CuriosiD: Where the Bodies are Buried … Beneath the Streets

Your favorite place in Detroit just may have bones buried under it from the early days.


This week’s installment of CuriosiD investigates a question from listener John Walinske.

“Where were the dead of Detroit buried prior to the opening of Elmwood Cemetery, and are there any unmarked graves and burial grounds scattered throughout the city?” -John Walinske


The Short Answer

Yes, in fact people are buried all over. As Heidi Christein of the Archdiocese of Detroit says, “There are people under Congress, possibly under Jefferson Ave…You’re not going to find everyone.”


Researching Where the Dead are Buried

Detroit Historial Museum

We know where at least some of the bodies are buried but Archdiocese of Detroit Archivist Heidi Christein mentions only two streets — Congress and Jefferson Ave. Now, let’s try to uncover some of the other locations.  

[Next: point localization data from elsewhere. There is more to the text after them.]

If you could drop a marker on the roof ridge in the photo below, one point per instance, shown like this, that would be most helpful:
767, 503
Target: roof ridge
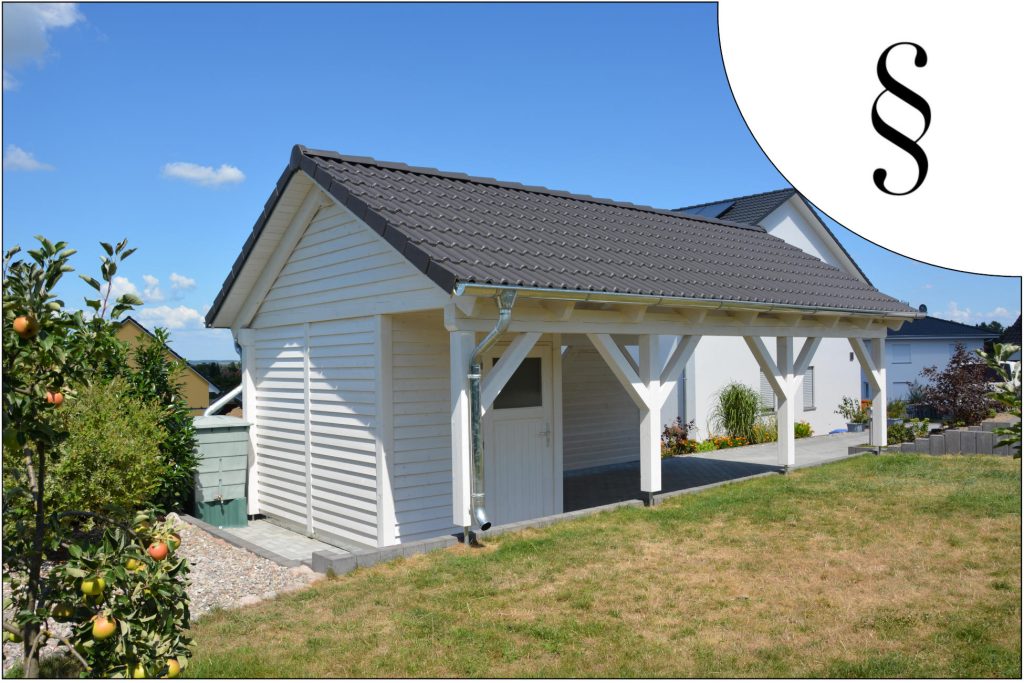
736, 199
508, 184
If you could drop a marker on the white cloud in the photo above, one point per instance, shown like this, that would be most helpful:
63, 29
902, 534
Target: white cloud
969, 316
181, 282
16, 159
204, 175
121, 286
26, 33
152, 292
172, 317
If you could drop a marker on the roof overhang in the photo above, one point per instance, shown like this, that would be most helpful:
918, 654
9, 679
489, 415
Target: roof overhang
470, 289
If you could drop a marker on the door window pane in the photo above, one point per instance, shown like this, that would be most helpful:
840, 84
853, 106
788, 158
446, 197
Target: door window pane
523, 388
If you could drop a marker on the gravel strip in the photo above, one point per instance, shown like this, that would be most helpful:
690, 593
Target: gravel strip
222, 575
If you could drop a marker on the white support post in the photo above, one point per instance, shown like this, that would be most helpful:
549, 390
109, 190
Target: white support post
785, 415
873, 364
650, 418
462, 344
783, 374
648, 385
880, 422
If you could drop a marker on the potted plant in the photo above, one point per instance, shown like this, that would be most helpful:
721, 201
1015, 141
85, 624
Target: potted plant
854, 413
896, 412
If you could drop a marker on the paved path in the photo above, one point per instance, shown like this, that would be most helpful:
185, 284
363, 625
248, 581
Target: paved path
611, 483
584, 488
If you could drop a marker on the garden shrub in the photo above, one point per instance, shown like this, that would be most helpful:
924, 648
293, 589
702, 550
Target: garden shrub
960, 391
899, 433
736, 411
896, 409
1007, 392
112, 455
156, 378
728, 441
853, 411
676, 438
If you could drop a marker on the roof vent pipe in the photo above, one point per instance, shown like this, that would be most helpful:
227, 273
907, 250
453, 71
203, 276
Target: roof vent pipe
506, 299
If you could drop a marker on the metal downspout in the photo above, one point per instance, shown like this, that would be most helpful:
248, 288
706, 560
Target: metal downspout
506, 299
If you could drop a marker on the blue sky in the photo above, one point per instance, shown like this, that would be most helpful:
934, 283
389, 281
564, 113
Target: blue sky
169, 124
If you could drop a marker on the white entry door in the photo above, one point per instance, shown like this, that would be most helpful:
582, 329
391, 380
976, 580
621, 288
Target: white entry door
518, 441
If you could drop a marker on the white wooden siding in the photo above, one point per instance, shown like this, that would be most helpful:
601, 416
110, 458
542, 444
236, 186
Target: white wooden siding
280, 424
341, 268
422, 465
342, 429
601, 423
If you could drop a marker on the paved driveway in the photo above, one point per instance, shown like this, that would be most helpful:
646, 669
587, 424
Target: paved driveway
611, 483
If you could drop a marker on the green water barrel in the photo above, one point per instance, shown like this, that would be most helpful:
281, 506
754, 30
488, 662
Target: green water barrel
222, 442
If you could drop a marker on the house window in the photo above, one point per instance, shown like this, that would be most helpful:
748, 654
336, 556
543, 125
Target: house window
767, 393
901, 352
809, 389
901, 389
524, 387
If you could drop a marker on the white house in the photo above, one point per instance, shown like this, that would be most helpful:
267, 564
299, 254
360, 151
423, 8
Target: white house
426, 352
923, 343
835, 373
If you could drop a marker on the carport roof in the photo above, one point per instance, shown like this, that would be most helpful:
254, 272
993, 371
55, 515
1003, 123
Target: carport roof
463, 229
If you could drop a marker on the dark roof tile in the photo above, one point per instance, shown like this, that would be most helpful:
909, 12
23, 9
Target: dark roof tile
468, 229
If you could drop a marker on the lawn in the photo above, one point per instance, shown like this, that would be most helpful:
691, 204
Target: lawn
878, 566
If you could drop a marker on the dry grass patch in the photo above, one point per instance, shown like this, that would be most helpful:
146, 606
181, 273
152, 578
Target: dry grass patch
893, 565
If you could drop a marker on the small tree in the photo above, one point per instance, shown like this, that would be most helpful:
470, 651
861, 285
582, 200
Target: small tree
960, 391
1008, 392
112, 456
121, 587
156, 379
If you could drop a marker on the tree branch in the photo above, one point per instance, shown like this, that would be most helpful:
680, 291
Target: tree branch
73, 650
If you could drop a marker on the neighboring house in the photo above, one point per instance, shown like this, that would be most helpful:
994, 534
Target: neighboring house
360, 296
835, 373
196, 388
929, 341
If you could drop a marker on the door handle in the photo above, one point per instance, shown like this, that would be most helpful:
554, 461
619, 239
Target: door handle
546, 433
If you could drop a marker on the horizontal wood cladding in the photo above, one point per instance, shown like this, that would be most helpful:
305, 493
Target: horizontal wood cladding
316, 417
421, 469
280, 413
340, 268
601, 423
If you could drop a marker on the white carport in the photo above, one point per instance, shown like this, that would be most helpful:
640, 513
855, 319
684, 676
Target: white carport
360, 298
609, 325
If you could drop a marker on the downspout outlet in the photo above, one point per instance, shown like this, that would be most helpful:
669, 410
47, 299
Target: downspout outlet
506, 299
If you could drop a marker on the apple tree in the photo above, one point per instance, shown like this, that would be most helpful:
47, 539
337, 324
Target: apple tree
113, 575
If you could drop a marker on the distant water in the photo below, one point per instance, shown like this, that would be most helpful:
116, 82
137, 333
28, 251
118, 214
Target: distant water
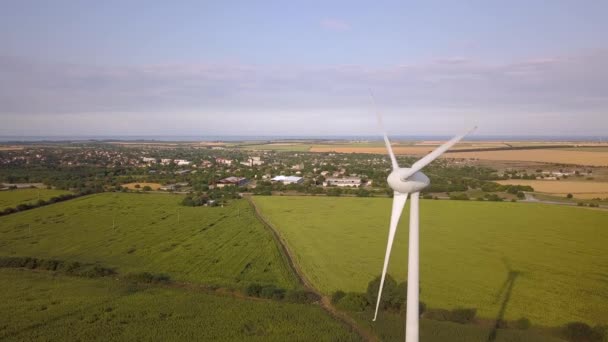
185, 138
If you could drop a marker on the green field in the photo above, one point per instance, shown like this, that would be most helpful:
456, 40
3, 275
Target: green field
12, 198
546, 263
41, 307
141, 233
391, 327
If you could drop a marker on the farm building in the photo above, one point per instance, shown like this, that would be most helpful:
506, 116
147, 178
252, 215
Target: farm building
354, 182
223, 161
287, 179
253, 161
232, 181
149, 160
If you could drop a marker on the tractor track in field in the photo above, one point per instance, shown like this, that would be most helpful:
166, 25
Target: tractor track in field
325, 301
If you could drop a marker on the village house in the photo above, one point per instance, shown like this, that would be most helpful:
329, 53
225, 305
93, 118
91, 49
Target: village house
353, 182
232, 181
288, 179
223, 161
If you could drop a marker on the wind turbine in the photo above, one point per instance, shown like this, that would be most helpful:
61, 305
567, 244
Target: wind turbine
405, 181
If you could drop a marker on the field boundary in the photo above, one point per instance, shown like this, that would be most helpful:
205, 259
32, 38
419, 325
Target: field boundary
325, 301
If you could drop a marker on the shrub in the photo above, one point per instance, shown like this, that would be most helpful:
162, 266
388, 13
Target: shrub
522, 323
390, 286
336, 296
272, 292
459, 197
437, 314
253, 290
149, 278
301, 296
578, 331
463, 316
97, 272
353, 302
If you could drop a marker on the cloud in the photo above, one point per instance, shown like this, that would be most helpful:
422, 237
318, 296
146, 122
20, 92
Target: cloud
569, 89
335, 25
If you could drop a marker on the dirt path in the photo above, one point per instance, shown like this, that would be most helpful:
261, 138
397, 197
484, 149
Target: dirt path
325, 301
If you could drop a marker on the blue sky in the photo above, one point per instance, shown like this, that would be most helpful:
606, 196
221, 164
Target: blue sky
302, 68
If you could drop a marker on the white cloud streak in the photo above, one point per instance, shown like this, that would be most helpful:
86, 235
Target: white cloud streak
567, 94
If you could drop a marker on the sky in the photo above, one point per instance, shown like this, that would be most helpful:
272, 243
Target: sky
209, 68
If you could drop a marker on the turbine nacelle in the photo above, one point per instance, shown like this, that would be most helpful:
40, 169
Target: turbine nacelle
401, 181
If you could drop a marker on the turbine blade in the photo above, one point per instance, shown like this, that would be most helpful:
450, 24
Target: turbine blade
386, 141
399, 200
426, 160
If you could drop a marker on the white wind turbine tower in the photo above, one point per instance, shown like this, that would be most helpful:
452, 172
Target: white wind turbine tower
406, 181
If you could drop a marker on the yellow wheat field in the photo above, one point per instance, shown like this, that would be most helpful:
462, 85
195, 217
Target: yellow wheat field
584, 190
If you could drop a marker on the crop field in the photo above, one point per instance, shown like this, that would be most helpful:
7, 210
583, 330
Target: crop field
44, 307
550, 260
580, 189
151, 233
555, 156
391, 327
132, 186
12, 198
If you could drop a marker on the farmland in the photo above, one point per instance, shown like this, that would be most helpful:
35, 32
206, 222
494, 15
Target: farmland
557, 156
133, 186
554, 256
580, 189
42, 306
12, 198
150, 233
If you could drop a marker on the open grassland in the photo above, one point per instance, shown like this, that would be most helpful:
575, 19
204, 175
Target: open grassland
42, 307
580, 189
585, 157
132, 186
552, 258
555, 156
296, 147
143, 233
391, 327
12, 198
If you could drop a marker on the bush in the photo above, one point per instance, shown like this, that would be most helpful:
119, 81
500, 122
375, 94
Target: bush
336, 296
459, 197
437, 314
463, 316
522, 323
272, 292
353, 302
253, 290
578, 331
389, 292
301, 296
149, 278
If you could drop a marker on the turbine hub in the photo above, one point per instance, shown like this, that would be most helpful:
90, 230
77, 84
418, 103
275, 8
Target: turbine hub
414, 183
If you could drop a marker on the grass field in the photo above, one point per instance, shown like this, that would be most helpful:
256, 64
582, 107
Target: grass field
12, 198
221, 246
580, 189
555, 156
552, 258
391, 327
131, 186
42, 307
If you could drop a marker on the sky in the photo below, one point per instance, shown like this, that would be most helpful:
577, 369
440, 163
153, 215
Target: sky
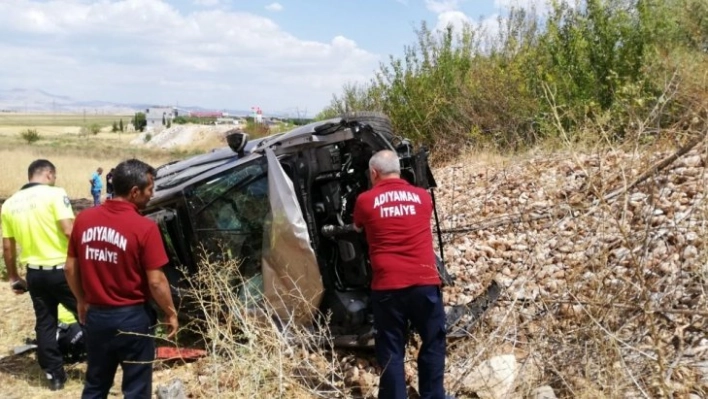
285, 56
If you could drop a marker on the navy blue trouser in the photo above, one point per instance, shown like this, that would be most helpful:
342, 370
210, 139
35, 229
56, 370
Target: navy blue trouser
96, 198
48, 288
120, 336
393, 309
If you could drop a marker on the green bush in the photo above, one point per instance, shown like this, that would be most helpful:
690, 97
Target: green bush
30, 135
605, 65
94, 128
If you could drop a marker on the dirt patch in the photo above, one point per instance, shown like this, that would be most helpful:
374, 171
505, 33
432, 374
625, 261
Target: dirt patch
78, 204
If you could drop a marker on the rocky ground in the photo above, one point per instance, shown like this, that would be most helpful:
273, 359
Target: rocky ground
603, 270
604, 274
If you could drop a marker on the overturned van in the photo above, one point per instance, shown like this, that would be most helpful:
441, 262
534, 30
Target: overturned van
281, 206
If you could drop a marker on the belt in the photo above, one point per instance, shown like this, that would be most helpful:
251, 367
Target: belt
40, 267
118, 308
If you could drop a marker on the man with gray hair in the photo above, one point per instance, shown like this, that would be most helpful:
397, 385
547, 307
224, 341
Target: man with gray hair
395, 216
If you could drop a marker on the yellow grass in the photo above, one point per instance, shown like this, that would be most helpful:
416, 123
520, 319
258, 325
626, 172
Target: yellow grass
73, 170
68, 119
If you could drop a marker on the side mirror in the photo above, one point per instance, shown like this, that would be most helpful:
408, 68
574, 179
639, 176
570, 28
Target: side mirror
236, 140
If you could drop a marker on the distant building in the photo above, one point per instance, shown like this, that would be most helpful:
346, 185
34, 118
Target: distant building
206, 114
229, 120
159, 116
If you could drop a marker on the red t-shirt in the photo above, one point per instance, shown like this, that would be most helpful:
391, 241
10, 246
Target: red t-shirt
395, 216
114, 245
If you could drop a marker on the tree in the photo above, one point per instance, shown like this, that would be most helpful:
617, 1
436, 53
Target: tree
94, 128
30, 135
139, 121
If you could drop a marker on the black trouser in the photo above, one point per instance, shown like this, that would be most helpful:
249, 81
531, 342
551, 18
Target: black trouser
48, 288
120, 336
421, 306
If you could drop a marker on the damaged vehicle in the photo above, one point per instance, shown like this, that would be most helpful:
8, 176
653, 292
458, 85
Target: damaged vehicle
282, 206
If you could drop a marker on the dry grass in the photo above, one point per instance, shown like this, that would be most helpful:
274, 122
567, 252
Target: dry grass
249, 355
65, 119
73, 169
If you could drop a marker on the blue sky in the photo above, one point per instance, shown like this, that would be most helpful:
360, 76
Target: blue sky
223, 54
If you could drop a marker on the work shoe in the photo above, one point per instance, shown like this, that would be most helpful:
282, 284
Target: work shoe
56, 380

If we start with Detroit and  go back to July of 1701,  Antoine Cadillac built Fort Pontchatrain du Detroit and a large French Catholic population followed. According to Christein, the first cemetery was located outside Fort Pontchatrain about where Woodward and Griswold meet. But she says not everyone is accounted, “In the very early days, people did their very best but if you died, you had to be buried and we don’t know how many people are ‘known only to God’ as the saying goes.”

According to Christein part of the problem keeping track of bodies has to do with the need to quickly bury, She says, “When someone died, they were laid out, the offices for the dead were read and the person was buried fairly promptly. If there was the ability, they would make what we would consider a box or a coffin. A lot of people were at the time probably wrapped in shrouds, some kind of material and buried that way.”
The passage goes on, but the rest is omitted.